Au Kenya, le VIH/SIDA est une urgence nationale. On estime à 2,1 millions la population d’adultes et d’enfants vivant avec le VIH/SIDA, ce qui représente 14 pour cent de la population sexuellement active
Le taux de prévalence du VIH au Kenya est le neuvième au monde. L’ONUSIDA estime qu’environ 500 personnes par jour sont mortes du SIDA, dans le pays, en 1999. Beaucoup d’experts au Kenya utilisent maintenant le nombre de 600 morts ou plus, par jour. Les projections du Bureau américain du Recensement indiquent que d’ici 2005, il y aura environ 820 morts par jour du SIDA au Kenya. Jusqu’à présent, environ 75 pour cent des morts du SIDA au Kenya ont concerné des adultes de dix-huit à quarante-cinq ans. On continue à se voiler la face et à faire la sourde oreille devant le VIH/SIDA dans la majeure partie du Kenya, ce qui complique les débats sur des mesures politiques et légales pour s’attaquer au problème ainsi qu’à la mise à disposition de services pour ceux qui sont touchés.
Le VIH/SIDA a fait des ravages au Kenya au cours d’une période de forte hausse du taux de pauvreté. En 1972, on estimait qu’environ 3,7 millions de Kenyans vivaient dans la pauvreté (défini par un niveau de revenu de moins de 1 USD par jour). Aujourd’hui, ce nombre est d’environ 15 millions ce qui représente 52 pour cent de la population. La province de Nyanza qui a le taux d’infection le plus élevé du pays, soit 29 pour cent, possède également le taux de pauvreté le plus élevé alors qu’au début des années 90, cette province faisait partie des régions les moins pauvres du pays.

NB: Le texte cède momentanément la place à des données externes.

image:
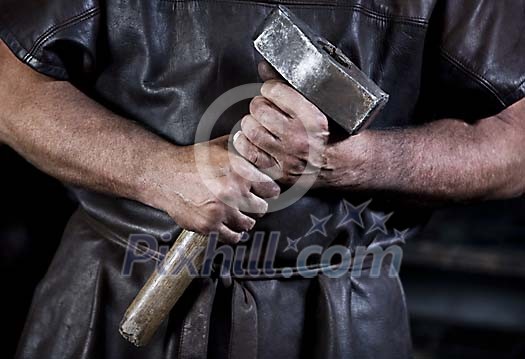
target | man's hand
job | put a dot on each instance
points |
(214, 194)
(284, 134)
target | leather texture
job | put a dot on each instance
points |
(162, 63)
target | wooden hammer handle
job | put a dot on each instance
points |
(162, 290)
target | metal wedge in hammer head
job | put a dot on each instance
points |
(319, 70)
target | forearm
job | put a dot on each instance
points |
(445, 160)
(71, 137)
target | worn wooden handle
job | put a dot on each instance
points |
(162, 290)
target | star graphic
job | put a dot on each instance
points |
(400, 235)
(379, 223)
(353, 213)
(318, 225)
(292, 244)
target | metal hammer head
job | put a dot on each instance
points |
(319, 70)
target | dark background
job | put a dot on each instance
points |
(464, 276)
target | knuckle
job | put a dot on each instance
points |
(256, 104)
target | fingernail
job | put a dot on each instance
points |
(236, 136)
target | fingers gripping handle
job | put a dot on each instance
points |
(162, 290)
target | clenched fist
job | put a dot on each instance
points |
(284, 134)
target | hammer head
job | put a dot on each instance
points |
(319, 70)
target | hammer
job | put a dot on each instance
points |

Le VIH/SIDA a contribué à la récession économique de diverses façons. L’agriculture emploie environ la moitié de la main d’oeuvre au Kenya. Dans la seule province de Nyanza, le SIDA a réduit la main d’oeuvre sur les exploitations agricoles d’environ 30 pour cent. La Banque Mondiale estime qu’en 2000, une société moyenne au Kenya a déboursé l’équivalent de 8 pour cent de ses profits pour régler des coûts liés au SIDA comme l’absentéisme de son personnel. Le Projet de Politique de Futures Group International estime qu’un foyer moyen de petits cultivateurs en milieu rural perd entre 58 et 78 pour cent de son revenu suite au décès par le SIDA d’un adulte économiquement actif. Les pertes subies par des foyers urbains sont du même ordre de grandeur. La mort d’un second adulte entraîne la perte d’environ 116 à 167 pour cent du revenu du foyer, ce qui signifie que le foyer contracte des dettes, est contraint de se séparer de biens, retire ses enfants de l’école ou les envoie vivre chez des parents de la famille.

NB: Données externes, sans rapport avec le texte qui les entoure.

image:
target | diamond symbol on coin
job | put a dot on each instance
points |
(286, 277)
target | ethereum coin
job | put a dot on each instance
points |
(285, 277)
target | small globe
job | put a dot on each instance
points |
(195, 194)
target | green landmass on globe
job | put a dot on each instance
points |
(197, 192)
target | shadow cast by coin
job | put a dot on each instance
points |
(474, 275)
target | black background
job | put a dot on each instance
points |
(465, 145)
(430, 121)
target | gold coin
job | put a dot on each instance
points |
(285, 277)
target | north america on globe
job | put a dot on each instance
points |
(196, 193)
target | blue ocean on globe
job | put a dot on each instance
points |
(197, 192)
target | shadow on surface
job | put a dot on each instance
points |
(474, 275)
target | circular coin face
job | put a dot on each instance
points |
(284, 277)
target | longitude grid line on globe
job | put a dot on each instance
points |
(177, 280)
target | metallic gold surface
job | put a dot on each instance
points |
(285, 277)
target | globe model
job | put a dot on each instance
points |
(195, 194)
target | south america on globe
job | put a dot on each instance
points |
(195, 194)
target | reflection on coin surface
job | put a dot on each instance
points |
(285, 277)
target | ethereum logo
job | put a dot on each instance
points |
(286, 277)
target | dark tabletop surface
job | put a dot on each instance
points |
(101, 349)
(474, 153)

Comme dans de nombreux pays, le nombre d’orphelins au Kenya fait l’objet de controverses. En 1999, les Nations Unies ont estimé qu’il y avait environ 730 000 enfants de moins de quinze ans, ayant perdu leur mère ou leurs deux parents des suites du SIDA depuis le début de l’épidémie, au Kenya. 550 000 de ces enfants sont encore en vie. Une estimation plus récente chiffrant à environ 1 million les orphelins du SIDA vivant actuellement dans le pays est largement acceptée, notamment par de nombreux experts interrogés par Human Rights Watch. Le Programme national kenyan de contrôle du SIDA et des maladies sexuellement transmissibles (NASCOP) estime qu’il y aura 1,5 million d’orphelins de moins de quinze ans d’ici 2005, en large partie à cause du SIDA.
Les services sociaux, notamment ceux sur lesquels s’appuient les enfants, sont gravement touchés par le VIH/SIDA au Kenya. La Teachers Service Commission estime qu’il manque nationalement environ 14 000 professeurs aux niveaux primaire et secondaire et attribue ceci en grande partie aux morts par le SIDA parmi les professeurs. Selon un responsable de haut rang du Ministère de l’Education interrogé par Human Rights Watch, il est possible qu’une école kenyane ait jusqu’à sept de ses dix-huit postes d’enseignants vacants à cause des effets du SIDA.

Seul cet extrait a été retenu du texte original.